La première application de la protéolyse pour la quantification absolue d’une protéine par spectrométrie de masse date de 1996 et a été développée par Barr et al., en prenant comme protéine modèle l’Apolipoprotéine A-I 165. L’idée fondamentale consistait à utiliser un peptide généré par protéolyse de la protéine intacte, et d’utiliser la concentration de ce peptide comme représentation de la concentration de la protéine entière, en supposant que la digestion soit complète et donc qu’un ratio molaire 1 :1 soit obtenu entre la protéine entière et le peptide formé. Des peptides marqués par isotopes stables étant introduit en quantité connue, la quantification était effectuée par IDMS, permettant ainsi de calculer la concentration du peptide, qui est représentative de la concentration de la protéine. Les résultats ont montré que l’approche utilisant une digestion enzymatique couplée à une quantification par dilution isotopique et une analyse par spectrométrie de masse était une approche prometteuse pour standardiser les quantifications de protéines. D’autres exemples ont prouvé l’utilité d’une telle approche, comme par exemple la quantification de la rhodopsine, récepteur couplé à la protéine G, à partir de préparations de membranes hydrolysées par la trypsine 166 , ou encore la quantification absolue de protéines de levures 167. La quantification d’une protéine particulière à partir d’une matrice biologique aussi complexe que le plasma constitue un défi supplémentaire puisque les concentrations des peptides et des protéines constituant le plasma s'échelonnent sur plus de 10 logs 5, avec notamment des taux très élevés à plusieurs dizaines de milligrammes par millilitres pour les composés majoritaires. Les premiers exemples de quantification absolue d’une protéine dans le plasma ont été apportés par Kuhn et al sur la protéine C-réa ctive 168, et par Barnidge et al. en utilisant comme protéine modèle le PSA (Prostate Specific Antigen) 169.

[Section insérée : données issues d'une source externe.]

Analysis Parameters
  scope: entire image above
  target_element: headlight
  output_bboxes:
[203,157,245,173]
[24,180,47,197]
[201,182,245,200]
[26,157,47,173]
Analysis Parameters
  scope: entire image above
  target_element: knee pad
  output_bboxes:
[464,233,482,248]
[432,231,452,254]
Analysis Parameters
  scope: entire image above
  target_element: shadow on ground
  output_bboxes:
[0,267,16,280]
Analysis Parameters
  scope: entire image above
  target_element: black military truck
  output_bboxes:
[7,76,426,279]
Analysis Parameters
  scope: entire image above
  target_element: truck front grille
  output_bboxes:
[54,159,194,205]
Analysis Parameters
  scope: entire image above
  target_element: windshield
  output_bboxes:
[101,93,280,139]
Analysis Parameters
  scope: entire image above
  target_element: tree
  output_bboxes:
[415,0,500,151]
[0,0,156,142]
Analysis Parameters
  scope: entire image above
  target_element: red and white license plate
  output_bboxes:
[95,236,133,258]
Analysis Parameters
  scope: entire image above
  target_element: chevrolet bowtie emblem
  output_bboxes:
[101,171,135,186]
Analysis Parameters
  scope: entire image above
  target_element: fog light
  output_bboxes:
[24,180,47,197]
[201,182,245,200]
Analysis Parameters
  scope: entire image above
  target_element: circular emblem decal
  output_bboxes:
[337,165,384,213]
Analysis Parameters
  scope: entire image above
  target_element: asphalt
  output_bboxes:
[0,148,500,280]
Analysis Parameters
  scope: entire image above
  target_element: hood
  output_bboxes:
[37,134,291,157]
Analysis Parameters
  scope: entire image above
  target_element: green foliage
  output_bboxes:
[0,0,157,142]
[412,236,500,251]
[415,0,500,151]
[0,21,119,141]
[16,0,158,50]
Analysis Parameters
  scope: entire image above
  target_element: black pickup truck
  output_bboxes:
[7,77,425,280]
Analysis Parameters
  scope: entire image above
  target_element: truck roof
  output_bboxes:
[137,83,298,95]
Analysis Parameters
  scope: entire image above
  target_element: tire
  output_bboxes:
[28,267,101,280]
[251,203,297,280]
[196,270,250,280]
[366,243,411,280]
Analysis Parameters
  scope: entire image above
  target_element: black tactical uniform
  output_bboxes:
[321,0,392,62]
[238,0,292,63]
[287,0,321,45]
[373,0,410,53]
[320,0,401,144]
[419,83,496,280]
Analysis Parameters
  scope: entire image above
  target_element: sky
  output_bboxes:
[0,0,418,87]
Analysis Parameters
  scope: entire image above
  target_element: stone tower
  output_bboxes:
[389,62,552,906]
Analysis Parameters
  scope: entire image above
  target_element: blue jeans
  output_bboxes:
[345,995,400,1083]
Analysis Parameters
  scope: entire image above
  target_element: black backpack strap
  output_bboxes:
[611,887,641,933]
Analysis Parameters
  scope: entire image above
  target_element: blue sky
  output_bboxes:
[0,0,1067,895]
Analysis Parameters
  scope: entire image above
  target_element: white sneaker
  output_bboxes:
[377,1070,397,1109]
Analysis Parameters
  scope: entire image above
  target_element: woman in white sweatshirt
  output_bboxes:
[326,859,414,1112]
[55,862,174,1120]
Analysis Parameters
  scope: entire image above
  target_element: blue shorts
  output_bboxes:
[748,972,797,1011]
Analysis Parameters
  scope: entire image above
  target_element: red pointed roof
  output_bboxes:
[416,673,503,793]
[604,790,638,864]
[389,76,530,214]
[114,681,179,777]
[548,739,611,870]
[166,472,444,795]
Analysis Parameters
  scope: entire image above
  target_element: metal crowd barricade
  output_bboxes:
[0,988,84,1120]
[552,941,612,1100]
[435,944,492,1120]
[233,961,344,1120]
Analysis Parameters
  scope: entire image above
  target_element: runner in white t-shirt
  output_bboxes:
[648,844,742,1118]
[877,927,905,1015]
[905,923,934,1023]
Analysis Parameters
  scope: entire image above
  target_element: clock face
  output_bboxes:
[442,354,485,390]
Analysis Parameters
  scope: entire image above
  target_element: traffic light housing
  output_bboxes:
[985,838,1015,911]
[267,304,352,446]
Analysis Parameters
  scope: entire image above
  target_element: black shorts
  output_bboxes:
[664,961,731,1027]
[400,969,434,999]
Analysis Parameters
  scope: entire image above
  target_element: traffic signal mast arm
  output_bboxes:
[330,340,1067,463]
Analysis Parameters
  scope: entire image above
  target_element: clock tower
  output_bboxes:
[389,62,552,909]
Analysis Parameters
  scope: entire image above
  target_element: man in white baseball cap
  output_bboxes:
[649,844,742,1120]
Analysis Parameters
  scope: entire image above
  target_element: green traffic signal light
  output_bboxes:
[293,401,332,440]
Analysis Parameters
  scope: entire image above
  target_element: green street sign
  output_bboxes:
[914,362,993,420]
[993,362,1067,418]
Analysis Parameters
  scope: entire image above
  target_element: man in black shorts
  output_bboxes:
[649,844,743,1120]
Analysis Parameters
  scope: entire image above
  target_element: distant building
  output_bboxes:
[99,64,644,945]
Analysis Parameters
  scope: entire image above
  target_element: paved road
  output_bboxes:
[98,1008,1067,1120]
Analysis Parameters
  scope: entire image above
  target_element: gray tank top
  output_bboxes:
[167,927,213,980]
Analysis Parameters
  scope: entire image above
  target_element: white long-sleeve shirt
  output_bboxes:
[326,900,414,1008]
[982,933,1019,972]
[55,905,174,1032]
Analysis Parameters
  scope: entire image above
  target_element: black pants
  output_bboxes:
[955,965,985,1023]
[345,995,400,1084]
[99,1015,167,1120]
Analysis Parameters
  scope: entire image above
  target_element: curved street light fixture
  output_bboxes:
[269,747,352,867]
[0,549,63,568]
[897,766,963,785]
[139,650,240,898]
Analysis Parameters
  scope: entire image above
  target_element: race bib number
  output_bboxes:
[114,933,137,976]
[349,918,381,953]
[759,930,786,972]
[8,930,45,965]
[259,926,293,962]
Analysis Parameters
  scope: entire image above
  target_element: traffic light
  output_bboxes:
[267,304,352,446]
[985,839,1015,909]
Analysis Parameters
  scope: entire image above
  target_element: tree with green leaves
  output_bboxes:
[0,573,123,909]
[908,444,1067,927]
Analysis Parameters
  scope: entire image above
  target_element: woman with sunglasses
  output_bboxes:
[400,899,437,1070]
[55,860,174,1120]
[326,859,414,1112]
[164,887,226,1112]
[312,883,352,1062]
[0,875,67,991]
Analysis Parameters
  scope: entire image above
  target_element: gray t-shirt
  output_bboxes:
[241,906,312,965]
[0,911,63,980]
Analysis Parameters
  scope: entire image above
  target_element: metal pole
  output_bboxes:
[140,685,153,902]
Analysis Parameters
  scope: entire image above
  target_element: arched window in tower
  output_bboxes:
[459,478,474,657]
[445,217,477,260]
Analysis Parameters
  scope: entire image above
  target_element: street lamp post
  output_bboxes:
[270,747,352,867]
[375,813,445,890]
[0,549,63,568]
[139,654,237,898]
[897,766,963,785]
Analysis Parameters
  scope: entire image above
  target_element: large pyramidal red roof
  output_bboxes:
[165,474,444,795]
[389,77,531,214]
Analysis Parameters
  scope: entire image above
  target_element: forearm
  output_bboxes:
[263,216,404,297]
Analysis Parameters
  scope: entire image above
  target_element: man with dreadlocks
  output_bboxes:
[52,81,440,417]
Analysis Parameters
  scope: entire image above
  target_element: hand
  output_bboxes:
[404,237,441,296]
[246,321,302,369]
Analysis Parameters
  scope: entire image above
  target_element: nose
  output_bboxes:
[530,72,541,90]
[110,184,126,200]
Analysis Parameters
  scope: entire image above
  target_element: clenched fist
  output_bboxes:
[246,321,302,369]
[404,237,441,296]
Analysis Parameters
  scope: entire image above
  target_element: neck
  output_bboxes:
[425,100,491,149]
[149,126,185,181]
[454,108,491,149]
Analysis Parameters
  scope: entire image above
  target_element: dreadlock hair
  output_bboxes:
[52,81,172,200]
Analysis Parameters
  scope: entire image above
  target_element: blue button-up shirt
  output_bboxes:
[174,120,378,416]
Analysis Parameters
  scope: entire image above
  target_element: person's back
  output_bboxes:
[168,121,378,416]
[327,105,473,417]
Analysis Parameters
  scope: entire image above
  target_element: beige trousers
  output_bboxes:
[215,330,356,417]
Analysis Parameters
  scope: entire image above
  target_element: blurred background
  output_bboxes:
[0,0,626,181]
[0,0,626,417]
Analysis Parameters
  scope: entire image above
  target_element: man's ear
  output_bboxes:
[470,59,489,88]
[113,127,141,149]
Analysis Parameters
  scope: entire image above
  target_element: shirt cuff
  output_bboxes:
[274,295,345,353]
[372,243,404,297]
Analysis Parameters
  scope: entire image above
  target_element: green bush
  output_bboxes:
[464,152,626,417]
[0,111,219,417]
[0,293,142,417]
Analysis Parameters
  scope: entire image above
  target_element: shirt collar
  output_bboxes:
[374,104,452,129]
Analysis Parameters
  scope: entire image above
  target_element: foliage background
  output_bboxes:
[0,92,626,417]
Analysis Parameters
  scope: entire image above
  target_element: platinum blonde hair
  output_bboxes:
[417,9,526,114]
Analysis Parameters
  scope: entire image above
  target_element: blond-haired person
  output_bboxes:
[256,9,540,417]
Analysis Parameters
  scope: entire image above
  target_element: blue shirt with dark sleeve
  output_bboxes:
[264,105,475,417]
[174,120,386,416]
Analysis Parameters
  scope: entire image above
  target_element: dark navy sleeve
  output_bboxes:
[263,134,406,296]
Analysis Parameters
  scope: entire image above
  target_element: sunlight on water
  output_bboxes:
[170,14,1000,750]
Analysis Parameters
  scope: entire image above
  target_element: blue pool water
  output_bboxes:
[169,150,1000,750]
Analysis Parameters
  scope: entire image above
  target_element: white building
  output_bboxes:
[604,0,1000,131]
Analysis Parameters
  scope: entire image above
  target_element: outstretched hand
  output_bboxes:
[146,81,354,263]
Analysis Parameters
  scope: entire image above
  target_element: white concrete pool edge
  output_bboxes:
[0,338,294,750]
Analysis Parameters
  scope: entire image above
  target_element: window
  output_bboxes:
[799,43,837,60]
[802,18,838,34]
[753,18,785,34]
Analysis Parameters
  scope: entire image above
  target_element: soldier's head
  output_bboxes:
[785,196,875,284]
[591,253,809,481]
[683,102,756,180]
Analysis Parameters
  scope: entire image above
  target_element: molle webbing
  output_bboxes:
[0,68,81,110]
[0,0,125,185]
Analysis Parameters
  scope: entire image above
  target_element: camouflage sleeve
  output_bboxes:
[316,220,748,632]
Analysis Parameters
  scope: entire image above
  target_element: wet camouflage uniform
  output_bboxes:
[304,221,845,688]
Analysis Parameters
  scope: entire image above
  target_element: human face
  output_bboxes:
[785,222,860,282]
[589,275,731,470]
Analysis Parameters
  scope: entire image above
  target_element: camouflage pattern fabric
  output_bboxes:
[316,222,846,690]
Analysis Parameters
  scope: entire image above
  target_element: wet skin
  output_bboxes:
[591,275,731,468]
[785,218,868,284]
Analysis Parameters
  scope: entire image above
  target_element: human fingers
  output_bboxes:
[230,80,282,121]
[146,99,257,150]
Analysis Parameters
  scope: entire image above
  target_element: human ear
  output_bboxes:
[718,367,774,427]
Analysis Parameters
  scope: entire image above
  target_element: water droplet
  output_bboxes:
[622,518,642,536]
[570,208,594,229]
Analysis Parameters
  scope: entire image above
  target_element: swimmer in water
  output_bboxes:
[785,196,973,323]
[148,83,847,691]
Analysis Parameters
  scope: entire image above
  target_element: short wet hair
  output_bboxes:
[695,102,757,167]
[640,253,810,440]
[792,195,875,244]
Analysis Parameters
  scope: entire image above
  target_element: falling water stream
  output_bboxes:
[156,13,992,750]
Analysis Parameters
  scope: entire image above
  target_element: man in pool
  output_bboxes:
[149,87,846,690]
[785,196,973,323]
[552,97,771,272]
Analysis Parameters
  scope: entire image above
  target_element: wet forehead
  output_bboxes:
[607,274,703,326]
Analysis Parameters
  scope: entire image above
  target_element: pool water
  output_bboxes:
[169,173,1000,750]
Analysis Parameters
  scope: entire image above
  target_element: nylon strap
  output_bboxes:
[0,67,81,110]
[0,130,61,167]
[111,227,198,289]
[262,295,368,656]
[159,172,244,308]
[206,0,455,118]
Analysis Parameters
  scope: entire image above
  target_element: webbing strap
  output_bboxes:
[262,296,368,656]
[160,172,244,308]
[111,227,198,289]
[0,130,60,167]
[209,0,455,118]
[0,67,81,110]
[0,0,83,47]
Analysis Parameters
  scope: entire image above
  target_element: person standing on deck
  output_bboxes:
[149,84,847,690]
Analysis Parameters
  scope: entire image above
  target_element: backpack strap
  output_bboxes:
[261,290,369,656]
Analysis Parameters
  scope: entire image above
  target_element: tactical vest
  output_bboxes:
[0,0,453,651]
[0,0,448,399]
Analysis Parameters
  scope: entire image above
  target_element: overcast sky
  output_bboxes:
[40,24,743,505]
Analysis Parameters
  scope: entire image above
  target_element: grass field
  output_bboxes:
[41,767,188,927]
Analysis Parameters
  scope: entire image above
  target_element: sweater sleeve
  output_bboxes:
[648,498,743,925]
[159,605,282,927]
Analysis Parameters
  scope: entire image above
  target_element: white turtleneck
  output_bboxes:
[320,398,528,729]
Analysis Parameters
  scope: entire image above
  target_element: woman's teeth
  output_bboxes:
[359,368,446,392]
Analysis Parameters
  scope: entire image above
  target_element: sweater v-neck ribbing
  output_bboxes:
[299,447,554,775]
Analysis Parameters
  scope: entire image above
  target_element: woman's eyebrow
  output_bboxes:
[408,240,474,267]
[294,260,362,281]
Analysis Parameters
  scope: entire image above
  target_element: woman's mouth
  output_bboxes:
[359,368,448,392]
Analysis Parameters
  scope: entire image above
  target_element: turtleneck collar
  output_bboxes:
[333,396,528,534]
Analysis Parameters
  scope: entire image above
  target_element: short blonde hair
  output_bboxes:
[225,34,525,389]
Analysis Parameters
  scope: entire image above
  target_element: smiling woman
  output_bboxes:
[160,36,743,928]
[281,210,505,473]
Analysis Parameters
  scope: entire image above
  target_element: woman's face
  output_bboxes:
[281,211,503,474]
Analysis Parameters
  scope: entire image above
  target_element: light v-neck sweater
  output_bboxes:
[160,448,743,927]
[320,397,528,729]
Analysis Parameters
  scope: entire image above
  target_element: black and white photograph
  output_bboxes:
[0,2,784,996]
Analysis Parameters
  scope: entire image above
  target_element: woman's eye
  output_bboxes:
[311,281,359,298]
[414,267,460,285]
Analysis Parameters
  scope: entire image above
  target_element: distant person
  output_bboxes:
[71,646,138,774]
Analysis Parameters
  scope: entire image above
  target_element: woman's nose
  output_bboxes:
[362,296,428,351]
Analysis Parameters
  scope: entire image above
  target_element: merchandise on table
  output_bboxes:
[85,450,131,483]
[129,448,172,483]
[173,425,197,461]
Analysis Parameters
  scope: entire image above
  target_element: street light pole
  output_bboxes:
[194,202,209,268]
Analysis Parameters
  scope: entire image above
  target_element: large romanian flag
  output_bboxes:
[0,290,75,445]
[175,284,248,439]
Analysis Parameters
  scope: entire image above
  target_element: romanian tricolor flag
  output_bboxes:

Deux méthodes de quantification des protéines sont envisageables. La première s’adresse davantage aux protéines endogènes (type biomarqueurs) qui possède un taux fixe, la méthode IDMS sera alors la plus adaptée (surtout si aucune matrice vierge de protéine n’est disponible). La deuxième d’adresse aux protéines thérapeutiques lors d’étude pharmacologique où une large gamme de concentration est nécessaire, la quantification se

fera alors par comparaison avec une courbe de calibration effectuée avec cette même protéine. Que ce soit pour l’approche IDMS ou pour l’approche par courbe de calibration, le choix du standard interne est déterminant pour la qualité du dosage. Dans le premier cas il détermine directement le niveau de concentration, et dans le second, il permet de normaliser et de comparer échantillons inconnus et points de gamme.